I hope everyone is safely sheltered and the same for your families.

http://www.abc.net.au/news/2016-01-...parts-of-us/7110380?google_editors_picks=true

Please share your experiences and let everyone know how you are getting on.


----------



## Bee (Jan 23, 2016)

*Snow Challenge....*


----------



## Warrigal (Jan 23, 2016)

:eek1: Absolutely bonkers


----------



## chic (Jan 24, 2016)

I'm doing well. Only a couple of inches of snow here. Thank God. I couldn't have faced another winter like last winter. nthego:


----------



## mitchezz (Jan 24, 2016)

My daughter is snowed in in Asheville NC at the moment...........it's a brewery town so they're not too upset. lol


----------



## QuickSilver (Jan 24, 2016)

Chicago is enjoying a very mild and dry winter... as in all El Nino years...  I'm grateful as this is my last winter of commuting..  I'm not complaining at all..


----------



## Pappy (Jan 24, 2016)

Facebook had a picture of me, a year ago, drinking a cup of coffee at my favorite park.
This morning, it is 36 degrees in Florida with many places reaching the freezing mark.


----------



## QuickSilver (Jan 24, 2016)

Pappy said:


> Facebook had a picture of me, a year ago, drinking a cup of coffee at my favorite park.
> This morning, it is 36 degrees in Florida with many places reaching the freezing mark.
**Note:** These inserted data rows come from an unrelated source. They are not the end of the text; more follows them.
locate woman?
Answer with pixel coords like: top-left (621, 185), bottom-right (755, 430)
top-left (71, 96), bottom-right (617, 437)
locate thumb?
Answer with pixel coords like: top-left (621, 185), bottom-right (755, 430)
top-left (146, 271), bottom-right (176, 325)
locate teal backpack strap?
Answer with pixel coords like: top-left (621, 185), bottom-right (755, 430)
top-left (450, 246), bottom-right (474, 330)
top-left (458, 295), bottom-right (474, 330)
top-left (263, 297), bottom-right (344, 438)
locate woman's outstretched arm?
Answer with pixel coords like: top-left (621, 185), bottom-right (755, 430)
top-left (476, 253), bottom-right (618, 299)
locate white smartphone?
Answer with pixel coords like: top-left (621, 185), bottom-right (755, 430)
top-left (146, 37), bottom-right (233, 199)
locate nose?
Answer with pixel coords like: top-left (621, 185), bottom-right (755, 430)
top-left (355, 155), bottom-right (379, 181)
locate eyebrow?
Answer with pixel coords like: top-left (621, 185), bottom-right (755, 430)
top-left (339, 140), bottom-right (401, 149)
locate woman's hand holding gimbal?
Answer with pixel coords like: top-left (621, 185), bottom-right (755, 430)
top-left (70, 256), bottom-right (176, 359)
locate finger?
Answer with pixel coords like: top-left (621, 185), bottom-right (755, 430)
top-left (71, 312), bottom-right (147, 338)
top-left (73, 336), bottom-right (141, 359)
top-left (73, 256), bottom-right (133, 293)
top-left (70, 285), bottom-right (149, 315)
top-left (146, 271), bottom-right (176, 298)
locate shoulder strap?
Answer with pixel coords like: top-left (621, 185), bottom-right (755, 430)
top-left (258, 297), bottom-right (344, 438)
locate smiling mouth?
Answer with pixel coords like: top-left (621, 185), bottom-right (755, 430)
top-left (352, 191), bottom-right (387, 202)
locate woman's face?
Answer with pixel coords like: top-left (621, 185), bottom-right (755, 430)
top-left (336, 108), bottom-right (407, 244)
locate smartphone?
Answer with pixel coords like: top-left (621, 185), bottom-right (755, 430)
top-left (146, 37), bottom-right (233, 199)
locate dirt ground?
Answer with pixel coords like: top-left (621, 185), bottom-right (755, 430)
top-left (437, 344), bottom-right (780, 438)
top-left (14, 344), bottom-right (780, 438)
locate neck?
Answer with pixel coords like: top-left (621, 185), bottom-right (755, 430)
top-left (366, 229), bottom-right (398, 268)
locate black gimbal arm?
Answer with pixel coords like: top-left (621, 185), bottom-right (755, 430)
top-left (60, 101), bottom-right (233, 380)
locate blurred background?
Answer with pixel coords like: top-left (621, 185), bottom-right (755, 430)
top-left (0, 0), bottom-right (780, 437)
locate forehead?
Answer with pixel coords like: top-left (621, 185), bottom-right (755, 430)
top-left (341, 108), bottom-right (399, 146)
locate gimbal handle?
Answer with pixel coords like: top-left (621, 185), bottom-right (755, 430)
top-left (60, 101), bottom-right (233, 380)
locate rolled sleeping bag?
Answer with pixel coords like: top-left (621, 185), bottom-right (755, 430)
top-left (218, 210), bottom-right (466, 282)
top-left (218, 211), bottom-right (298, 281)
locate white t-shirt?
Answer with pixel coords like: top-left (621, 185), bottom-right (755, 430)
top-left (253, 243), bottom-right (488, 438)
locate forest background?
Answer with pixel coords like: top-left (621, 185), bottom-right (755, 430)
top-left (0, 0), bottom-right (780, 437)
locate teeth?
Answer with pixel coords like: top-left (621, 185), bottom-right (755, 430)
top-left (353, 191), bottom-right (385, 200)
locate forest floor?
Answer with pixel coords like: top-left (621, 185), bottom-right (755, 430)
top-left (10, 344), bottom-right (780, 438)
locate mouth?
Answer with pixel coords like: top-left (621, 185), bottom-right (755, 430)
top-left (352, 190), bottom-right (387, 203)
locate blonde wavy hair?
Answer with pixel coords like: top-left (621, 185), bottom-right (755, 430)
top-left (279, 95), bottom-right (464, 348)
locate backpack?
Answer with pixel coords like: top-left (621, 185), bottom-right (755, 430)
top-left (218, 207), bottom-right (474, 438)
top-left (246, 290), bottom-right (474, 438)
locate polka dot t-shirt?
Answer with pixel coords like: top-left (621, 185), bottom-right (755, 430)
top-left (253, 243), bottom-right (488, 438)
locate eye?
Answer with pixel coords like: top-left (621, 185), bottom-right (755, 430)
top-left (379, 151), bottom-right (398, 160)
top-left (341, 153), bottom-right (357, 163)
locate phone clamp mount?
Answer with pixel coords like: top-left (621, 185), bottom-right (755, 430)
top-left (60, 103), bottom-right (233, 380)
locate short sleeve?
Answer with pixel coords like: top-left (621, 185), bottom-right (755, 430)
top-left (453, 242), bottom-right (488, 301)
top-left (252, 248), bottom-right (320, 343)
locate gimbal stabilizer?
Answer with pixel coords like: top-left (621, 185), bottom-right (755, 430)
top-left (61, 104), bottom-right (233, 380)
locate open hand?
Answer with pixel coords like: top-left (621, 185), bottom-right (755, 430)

In Chicago... we consider 36 in January to be warm.


----------



## Butterfly (Jan 24, 2016)

QuickSilver said:


> In Chicago... we consider 36 in January to be warm.



Here, too.


----------



## Pappy (Jan 24, 2016)

Well gals, I'm a retired New Yorker so I know exactly what you mean.  Seen many a day that my car looked at me and said, "not today, stay home."


----------



## fureverywhere (Jan 24, 2016)

Warrigal, I totally understand. We lived in Florida for several years. Winter time was when you had to wear a light jacket. Friends would send pictures of buried cars and buried steps n' it looked like a different planet.


----------



## Falcon (Jan 24, 2016)

Not a snowflake in sight here.  65º  and sunny sky.


----------



## Debby (Jan 24, 2016)

I was just saying to my husband that last year by this time, we'd already had two or three HUUUGE snowfalls and so far we've got a total of 18" on the lawn (instead of the four feet last year) and the sun is shining, slight breeze from the west and we're doing okay(....but the winter isn't over yet so who knows, our turn may be coming).  Hope all you folks who may face the deep and impassable drifts or flooding or power losses manage okay.    We'll all squint our eyes, concentrate really hard and send good vibrations your way!    How about that?  .......Okay, well we're thinking about you!  I guess that's the best we can do.


----------



## Lon (Jan 24, 2016)

I am not affected because here in Central California the only snow is the recently most welcome snow fall some 70 plus miles from here in the high Sierra mountain range. This snow fall as well as some nice recent rain will help our drought situation.


----------



## Manatee (Jan 24, 2016)

It was a chilly 50F/10C when I looked out this morning.


----------



## Ralphy1 (Jan 25, 2016)

We missed the brunt of the storm.  I have an extra supply of bread and milk if anybody needs some; otherwise, peanut butter and jelly sandwiches for lunch for a month...


----------



## Don M. (Jan 25, 2016)

We've been in Las Vegas the past 3 days, and the McCarran airport there was full, with aircraft parked in every available space.  The airlines haven't been able to fly to destinations on the East Coast, so they have hundreds of aircraft grounded, all over the Western States, waiting for this snow to be cleared.  The airport was clogged with people trying to get back home to the East coast, and the schedules were full of cancelled and delayed flights.  Luckily, flights between LV and Kansas City had no problems, so our flights were right on schedule.  Some of the folks from the Eastern part of the country may be days late getting home.


----------



## Butterfly (Jan 25, 2016)

It's warmer here today than usual for this time of year.


----------



## Sunny (Jan 25, 2016)

From my front door yesterday


----------



## fureverywhere (Jan 25, 2016)

Our drifts are double that size. Don't remember snow so deep the wrong step and it's a struggle to get out...as a kid sure, but as an adult it's pretty scary.


----------



## fureverywhere (Jan 25, 2016)

The good news is we're going sledding next weekend!


----------



## Pappy (Jan 25, 2016)

Saw on the news tonight, New York City is using these huge snow melters. Pile it in, out comes the water. They also dump a lot in the Hudson River.


----------



## WhatInThe (Jan 27, 2016)

Sunny said:


> From my front door yesterday



Believe it or not that covering of snow will be much easier to get rid of that washed up sand after a hurricane or mud after a flood. Hope everyone came through it ok. Before and after picture in a few days?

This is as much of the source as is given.